Frum (middle) was joined by Heather Reisman (left), CEO of Indigo Books & Music Inc., and Jeffrey Goldberg (right), the editor-in-chief of The Atlantic magazine. SHANNA HUNTER/THE VARSITY

David Frum, author and former speechwriter for President George W. Bush, spoke at an event held by the Rotman School of Management on January 24.

The event served as a promotion of Frum’s new book, Trumpocracy: The Corruption of the American Republic, which provides an analysis of the effects the Trump administration has had on democratic institutions in the United States.

The event featured a discussion with Frum and Jeffrey Goldberg, the editor-in-chief of The Atlantic magazine, and it was moderated by Heather Reisman, CEO of Indigo Books & Music, Inc.

Before getting into discussions based on the content of the book, Reisman asked Frum about the investigation into Russian meddling in the 2016 US federal election. Frum said that, with what we already know about the Russian investigation, this is “one of the biggest scandals in American history.”

He explained that while there still remains a lot of unanswered questions in the investigation, “to sit down” and to “take a meeting with a foreign intelligence agency” with the specific purpose of collaborating on defeating another political candidate is enough of a scandal, without even beginning to answer the questions currently being investigated: “to what degree did the Trump people coordinate [and] how much did they share back with the Russians?”

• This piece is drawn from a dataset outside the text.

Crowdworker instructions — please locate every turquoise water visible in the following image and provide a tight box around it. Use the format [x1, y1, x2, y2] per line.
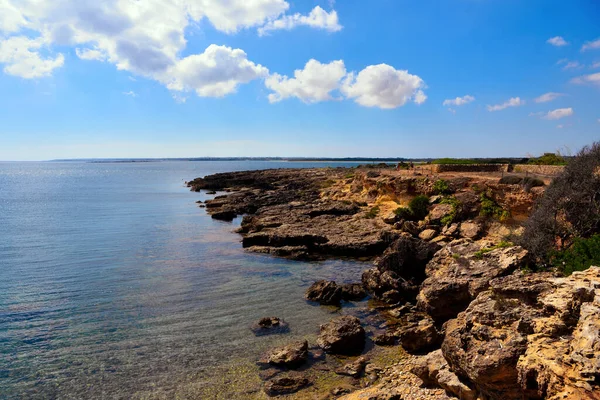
[0, 161, 370, 399]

His book attempts to address the current Trump administration’s impact on the US political landscape. The two speakers offered their insights and perspectives on the current status of democracy in the US the role of immigration in the country’s political polarization.

Frum argued that democracy is on the decline, citing a widespread survey from his book that posed the question, “Is it essential to you to live in a democracy?” Among Americans over the age of 70, over 80 per cent of the responses said yes, while with the people under the age of 30, only about 25 per cent said yes.

Frum said that this is due to the fact that, for younger generations, wars fought on the basis of democracy are too far in the past to have the same impact they had on older generations.

Goldberg added that, from World War II, the Nazis “were so heinously awful that one could make a shortcut mentally to say, ‘Well obviously [democracy] is enormously useful because look at what we defeated,’ but people don’t have these memories anymore.”

Frum argued that immigration will always be a “source of stress,” using the 2016 election in the US and the Brexit referendum in the United Kingdom as examples of the right-wing backlash to immigration.

Goldberg said he does not view the United States’ current political turmoil as a consequence of immigration but as a backlash to the US electing its first African American president.

Barack Obama was more than just a president, he said, but rather a “symbol that a country is changing, that the colour of a country is changing.”

Moving forward, both Frum and Goldberg said it is difficult to predict what kind of long-term impact this administration will have on the United States.

Goldberg said that he has two theories that he alternates between, depending on “the day of the week.” On the one hand, he said that America has resilience “built into the system,” and that one day Americans will “wake up” and “snap back to some behaviour” that he considers to be more reasonable. However, he also acknowledged the fact that “all empires decline.”

Frum said that the long-term implications of the Trump administration depend on how long Trump remains in office. With the current economic growth and the “higher spending power” of after-tax income due to the Republican tax bill, he added that the odds could potentially be in the Republican party’s favour for the 2018 midterm elections.